Am Rio Minho kamen mir die Tränen – vor Glück
Lennons „Imagine“ kam mir in den Sinn, das mir immer viel bedeutete. „…Imagine no possessions,/ I wonder if you can,/ No need for greed or hunger,/ Our brotherhood of man./ Imagine all the people sharing all the world…“ Ich erinnere mich an eine Nacht auf der Kykladeninsel Anaphi, die ich als Student in einer Kapelle hoch auf einer Anhöhe über dem Meer verbrachte und im hallenden Raum Donna nobis pacem sang. Und im Morgengrauen stand ich auf und lauschte – umhüllt von Gottes Liebe – dem Wind, dem Meer und den Möwen. Später dichtete ich: „Gott,/ du Vöglein,/ nistest in den Augenblicken,/ in denen mir zum Zwitschern ist.“ Sowas ähnliches erlebte ich am Rio Ninho. Ich war selig.
Das sind Lena und Simon kurz vor unserer gemeinsamen Rast mit Erdbeeren und Oliven
Dann traf ich Lena und Simon, meine Bekannten vom ersten Tag in Mindelo. Wir plauderten erfreut über das Wiedersehen über unsere Erfahrungen, blödelten über KGB und Mossad, und ich lachte über Simons „Drohung“, ich würde wegen meiner Busfahrt tags zuvor nun sicher kein Pilgerzertifikat in Santiago bekommen. Die beiden luden mich zur Rast mit Erdbeeren und Oliven ein. Simon meinte: „Ich sagte ja, dass wir einander wiedersehen würden.“ – Ich darauf. „Dann bist du ja wohl einer der Propheten, von denen Israel so viele hat.“ – Lena winkte ab: „Lieber nicht. Mit denen nahm es kein gutes Ende.“ Ich verabschiedete mich mit: „That’s why I estimate this trip so much: meeting people like you!“ In Valença würde ich auch Carina wiedersehen, die – wie sie mir whatsappte – an diesem Tag ihre mittlerweile ebenfalls beleidigten Füße mit einer Busfahrt schonte. Vorm Hotel Lara traf ich im Supermarkt noch eine allein reisende Bayerin, die bisher frömmste unter meinen Camino-Bekanntschaften.

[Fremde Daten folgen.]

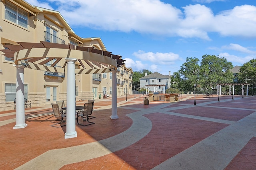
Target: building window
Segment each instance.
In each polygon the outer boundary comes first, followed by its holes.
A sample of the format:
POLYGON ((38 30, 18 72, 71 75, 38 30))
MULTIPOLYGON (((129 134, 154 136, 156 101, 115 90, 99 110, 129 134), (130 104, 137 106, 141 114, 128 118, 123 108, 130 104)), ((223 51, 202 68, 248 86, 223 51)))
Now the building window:
POLYGON ((102 92, 103 92, 103 94, 107 94, 107 87, 103 87, 102 92))
POLYGON ((78 41, 73 39, 71 39, 70 41, 70 44, 72 44, 76 46, 78 46, 78 45, 79 45, 79 43, 78 42, 78 41))
POLYGON ((58 31, 48 26, 46 26, 46 41, 57 43, 58 31))
POLYGON ((28 28, 28 13, 13 4, 6 1, 5 19, 28 28))
POLYGON ((103 74, 102 77, 104 78, 107 78, 107 73, 104 73, 103 74))
MULTIPOLYGON (((28 84, 24 84, 24 96, 28 98, 28 84)), ((5 84, 5 101, 13 102, 16 98, 16 84, 5 84)))
POLYGON ((76 86, 76 96, 78 96, 78 86, 76 86))

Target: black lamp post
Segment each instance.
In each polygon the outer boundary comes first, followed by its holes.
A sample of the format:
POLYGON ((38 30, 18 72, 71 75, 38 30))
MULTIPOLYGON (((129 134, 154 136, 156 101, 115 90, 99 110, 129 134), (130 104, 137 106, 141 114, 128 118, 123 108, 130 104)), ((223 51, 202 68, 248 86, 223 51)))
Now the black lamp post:
POLYGON ((194 94, 195 94, 195 100, 194 103, 194 105, 196 105, 196 84, 194 84, 194 94))
POLYGON ((220 86, 219 85, 218 88, 219 90, 219 92, 218 93, 218 102, 220 102, 220 86))
POLYGON ((127 102, 127 85, 125 85, 125 88, 126 88, 126 99, 125 101, 127 102))
POLYGON ((234 100, 234 92, 235 91, 234 90, 234 85, 233 85, 233 93, 232 93, 232 100, 234 100))

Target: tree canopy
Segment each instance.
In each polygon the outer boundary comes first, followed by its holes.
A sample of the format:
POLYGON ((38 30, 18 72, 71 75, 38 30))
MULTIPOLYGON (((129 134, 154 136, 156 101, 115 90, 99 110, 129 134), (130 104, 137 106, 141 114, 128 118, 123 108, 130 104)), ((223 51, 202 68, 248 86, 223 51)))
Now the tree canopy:
POLYGON ((188 91, 193 89, 195 84, 197 87, 210 91, 217 84, 233 82, 234 76, 230 71, 233 65, 225 58, 206 55, 202 57, 200 65, 199 62, 196 57, 187 57, 180 69, 174 73, 171 80, 178 84, 173 85, 180 90, 188 91))
POLYGON ((240 67, 238 82, 241 83, 256 84, 256 59, 252 59, 240 67))

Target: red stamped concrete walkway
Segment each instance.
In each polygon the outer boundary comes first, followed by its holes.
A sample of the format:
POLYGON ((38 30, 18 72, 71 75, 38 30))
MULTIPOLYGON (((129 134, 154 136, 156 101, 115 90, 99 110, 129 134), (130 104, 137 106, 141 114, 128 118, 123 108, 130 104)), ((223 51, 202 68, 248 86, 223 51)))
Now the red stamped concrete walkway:
MULTIPOLYGON (((0 112, 1 169, 256 169, 256 96, 203 98, 175 103, 128 95, 96 100, 95 124, 76 125, 65 139, 50 106, 26 109, 25 128, 13 129, 15 112, 0 112)), ((77 102, 83 105, 85 101, 77 102)))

Sie pflegte lange ihre Schwiegermutter, obwohl die ihr gar nicht wohlgesonnen war, und schupft auch jetzt den Haushalt und das Pfarrleben ihrer Heimatgemeinde, wo sie Teil des Pfarrgemeinderats und des Mesnerteams ist. Sie brauchte schon nach dem Tod ihrer Schwiemu eine Auszeit nur für sich, damals auf dem Jakobsweg von München ins Allgäu, und jetzt wieder. Gott ist ihr dabei wichtig, und fromm heißt bei ihr nicht devot: „Bei dera Kirchn brauchst‘ an starkn Glaubm!“ Sehenswert ist die Burg von Valença samt Altstadt, darunter die doppelstöckige Eisenbrücke über den Minho/Miño, in deren Mitte die Grenze zu Spanien markiert ist. Halbzeit für mich. Und die erste Station gleich nach dem Grenzübertritt: Die Stadt Tui mit seiner 800 Jahre alten, wunderschönen Kathedrale. Ich hatte mich mit Carina für 11.45 am Bahnhof Tui verabredet, wir wollten die mehr als 30 km lange Etappe mit einer kurzen Busfahrt nach Porriño abkürzen. Doch fasziniert von den Frohbotschaften aus Stein und Holz und Gold in der Kathedrale übersah ich die Zeit und musste mich bei Carina entschuldigen: Bis zum Bahnhof schaff’ ich’s in zehn Minuten nicht mehr. Es fuhr allerdings ohnehin kein Zug, wir mussten den Bus eine Stunde später nehmen. Wieder 15 km von der Gesamtstrecke abgezwackt. War mir aber egal. The Camino is not a competition!
Blick von Valenca…… auf die Grenzbrücke …… nach Tui in GalicienDie Kathedrale von Tui…… ist ein Must-See, …… das staunen lässt.
Es wurden auch so 33.000 Schritte bis nach Redondela am Fjord von Vigo. Und meine Fußbeschwerden nahmen wieder zu. Eine neue Blase am linken Ballen, der rechte Fuß blieb geschwollen, mit starken Schmerzen an Rist, Mittelfuß und Schienbein, so, dass ich kaum die Zehen anheben und in die Sandalen schlüpfen konnte. „Wandern in Galicien ist bisher nicht das Gelbe vom Ei, fällt gegenüber dem Küstenweg stark ab“, notierte ich frustriert. Viel auf und ab, Nebenstraßen, kleine Ortschaften – allesamt nichts Besonderes. Architektonisch bemerkenswert ist ein Eisenbahnviadukt aus dem 19. Jahrhundert, der sich eindrucksvoll über die Dächer von Redondela spannt. Aber nach dem Highlight am letzten Portugaltag war ich am ersten Spanientag recht niedergeschlagen, was auch an dem muffigen Zimmer mit nicht zu öffnendem, weil defektem Fenster lag. Hoch und Tief auch meine Stimmung – nur das Wetter spielte durchgehend mit: Frühsommer und Sonne ohne jeden Tropfen Regen.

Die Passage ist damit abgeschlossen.